Neben dem Wetter gibt es aber noch komplexere Faktoren, die den Gaspreis in den Keller haben rutschen lassen. Zum Beispiel die europäische Gasinfrastruktur. Die nationalen Gasnetze sind an einigen, wenigen Übergangspunkten miteinander verbunden. Luxemburg hat zum Beispiel zwei Anschlüsse ans belgische Netz und einen ans deutsche. Die Röhren aus Belgien sind so groß, dass die Kapazität gerade so ausreichen würde, um Luxemburg von Westen her im Winter komplett zu versorgen, falls die deutsche Verbindung nicht funktioniert. Eine potenziell enge Kalkulation, zieht man in Betracht, dass Deutschland selbst – anders als in den vergangenen Jahren – aus offensichtlichen Gründen gerade kein Gas nach Luxemburg exportiert.

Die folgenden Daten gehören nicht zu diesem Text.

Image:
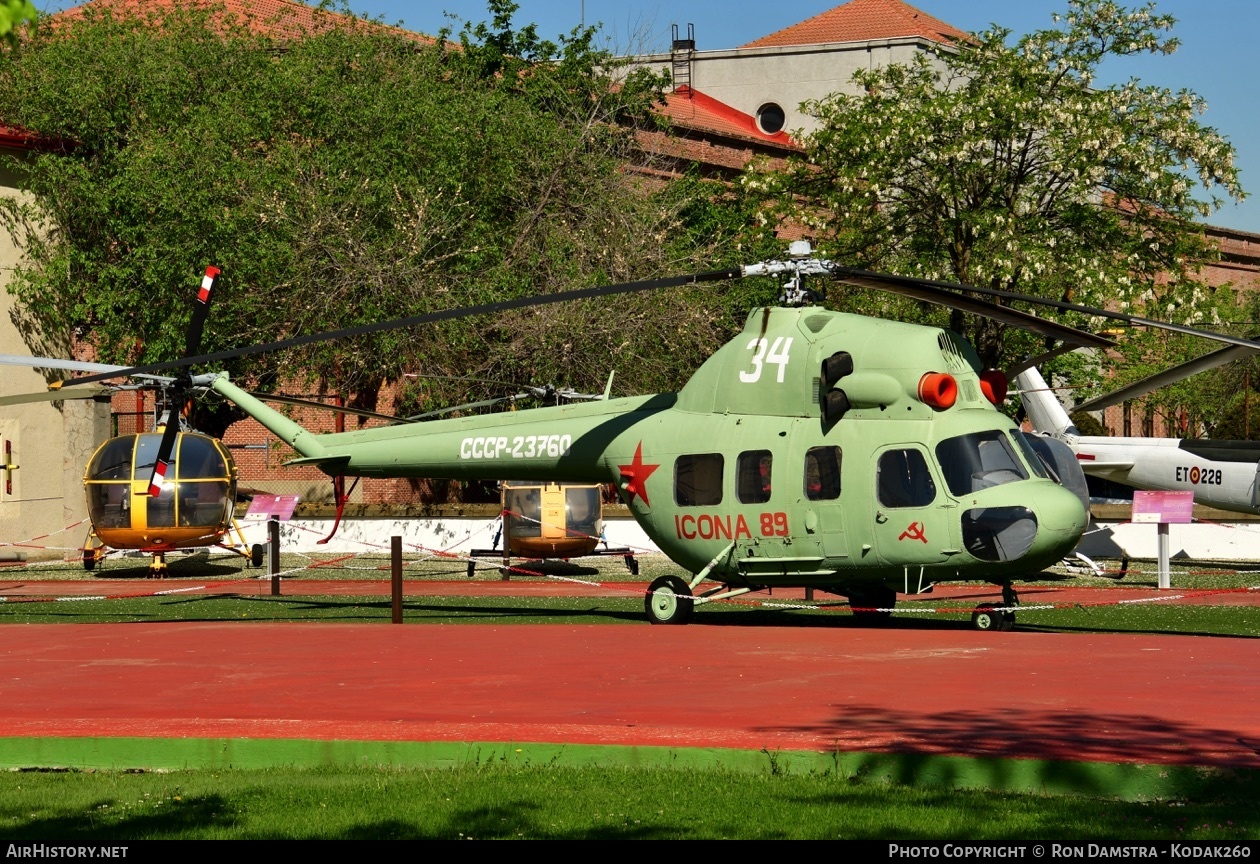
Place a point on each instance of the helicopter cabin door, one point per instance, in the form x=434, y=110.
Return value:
x=819, y=503
x=911, y=513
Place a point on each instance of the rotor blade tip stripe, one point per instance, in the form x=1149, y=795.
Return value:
x=158, y=479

Zwischen Frankreich und dem Großverbraucher Deutschland gibt es ebenfalls einen kuriosen Flaschenhals. Denn zwischen den beiden Ländern gibt es nur eine einzige Pipeline – beim saarländischen Medelsheim übertritt sie die Grenze. Seit Mitte Oktober fließt darüber Gas vom Hexagon in die Bundesrepublik. Das zu ermöglichen, war gar nicht so einfach. Denn die ursprüngliche Leitung war darauf ausgelegt, dass das Gas nur in eine Richtung strömte – und zwar andersherum. Es mussten also einige „Anpassungen vorgenommen werden“, wie die Tagesschau berichtet.
Eng geht’s auch an anderen Grenzen zu – zum Beispiel an der zwischen Spanien und Frankreich. Spanien besitzt die größten LNG-Verflüssigungsterminals in der EU – ein Drittel der Gesamtkapazität, wie die Deutsche Welle berichtet. Sieben der 26 europäischen LNG-Terminals sind auf der Iberischen Halbinsel. Nur: In den Rest der Union führen nur zwei Gasrohre. Und so kommt es, dass volle LNG-Tanker an den spanischen Küsten nicht entladen werden und auf See herumirren. Die Speicher vor Ort sind voll, die Pipelines überlastet – und der Verbrauch dank des warmen Wetters unüblich gering.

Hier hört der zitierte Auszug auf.